Adweek reported former MDC Partners CEO Miles Nadal will now repay the holding company $21 million following an SEC investigation. Not sure, but it could be the largest influx of money the White holding company has enjoyed in years. To put things in perspective, MDC employees would have to steal roughly 21 million legal pads from the office supplies closet to match Nadal’s theft. Additionally, the “refund” is approximately $21 million more than the average MDC employee receives as severance when getting terminated by an agency within the network. Thanks to Nadal, MDC now stands for Multi-Million Dollar Criminal.
MDC Founder Miles Nadal Is Paying the Company Back $21 Million
Result of SEC inquiry
By Noreen O’Leary
Former MDC Partners chief Miles Nadal has already paid the company back $8.6 million and owes an additional $12.7 million in the wake of the SEC inquiry into his expenses, company CFO David Doft told financial analysts on MDC’s second-quarter earnings call.
Last month, Nadal quit the company he founded amid the continuing investigation.
Doft, along with new CEO Scott Kauffman, reassured Wall Street the continuing inquiry has not cost MDC agency affiliates any business or caused problems with talent recruitment or retention. Still, Kauffman ended the analysts’ call by emphasizing the company’s need to “regain your trust.”
Kauffman said MDC just completed a deal to purchase the 49 percent of 72andSunny it doesn’t already own, with the agency’s three principals pledging to stay on another five years.
MDC also disclosed it has spent $3.9 million in legal fees related to the SEC investigation of Nadal, but the company hopes to recoup some of it under its insurance policy. Kauffman and Doft said company execs continue to cooperate with the SEC inquiry.
Kauffman, a nine-year MDC board member, made his Wall Street debut by promising no change in MDC’s core strategy of making entrepreneurial acquisitions by initially buying less than 100 percent in agency affiliates. He also said MDC will continue to bolster its North America holdings, scale media operations and look at expansion outside North America, where international operations now generate 9 percent of revenue.

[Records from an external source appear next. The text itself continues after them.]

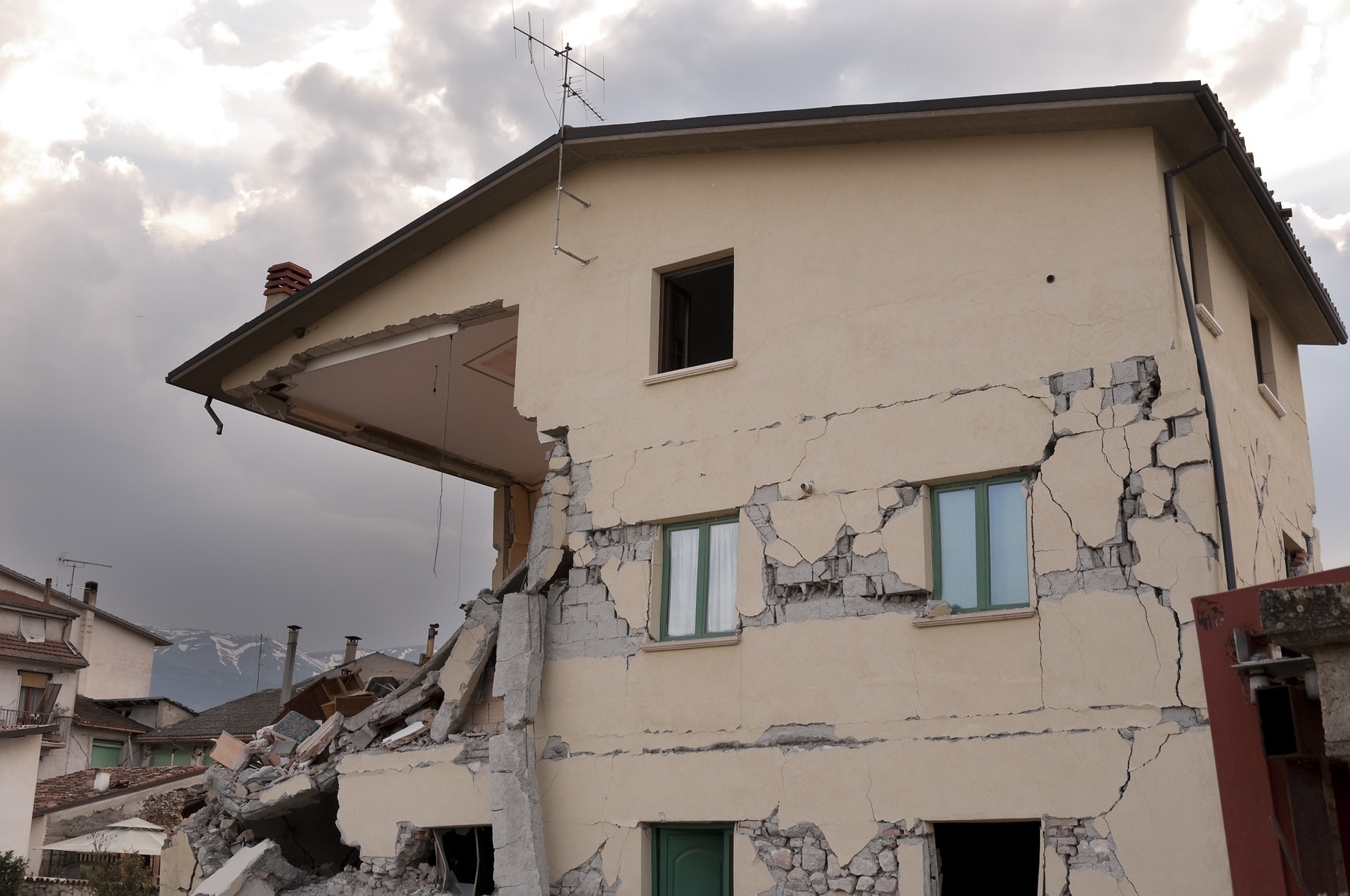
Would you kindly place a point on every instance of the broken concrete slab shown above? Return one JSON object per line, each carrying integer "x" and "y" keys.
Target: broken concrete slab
{"x": 520, "y": 865}
{"x": 254, "y": 871}
{"x": 520, "y": 658}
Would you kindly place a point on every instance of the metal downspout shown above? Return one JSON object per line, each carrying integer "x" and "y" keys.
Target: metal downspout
{"x": 1210, "y": 409}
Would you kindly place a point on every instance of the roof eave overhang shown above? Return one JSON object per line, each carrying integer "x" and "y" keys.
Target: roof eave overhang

In the second quarter, MDC reported a 7.8 percent rise in organic revenue and an increase of 11.3 percent in overall revenue. The company reported an “expected” loss of $2.5 million compared with income of $7.6 million in the 2014 period, blaming revenue recognition on certain accounts. MDC affirmed full-year revenue growth of between 6.5 percent and 8.5 percent to about $1.3 billion.
1 comment:
Let's see. MDC has always been the ONE holdout advertising agency holding company without any kind of diversity discussion, or initiative, or interest in it at all (not that any of their holding agency colleagues are doing any better, but at least there's some lip service being paid).
So MDC is the ONE company with no system of checks or balances to let in outside voices or diverse POVs. None, zip, zilch.
This is precisely why the NYC Comptroller (you listening @scottmstringer ? And the @NYCCHR #NYCCHR ? ) is justified… no, NEEDS… to demand that the holding companies account, with actual honest to god numbers and not empty promises, for the diversity in their ranks or the lack of it.
A hell of a lot of workers are going to lose their jobs now, millions of dollars just poured down the tubes and yeah, pension funds flushed down the toilet because no one was paying attention to the lack of diversity in yet another nepotistic, incestuous holding company.
There’s your economic justification for diversifying the ad agency (well, if you have the slightest interest in the $$$ side of it anyway).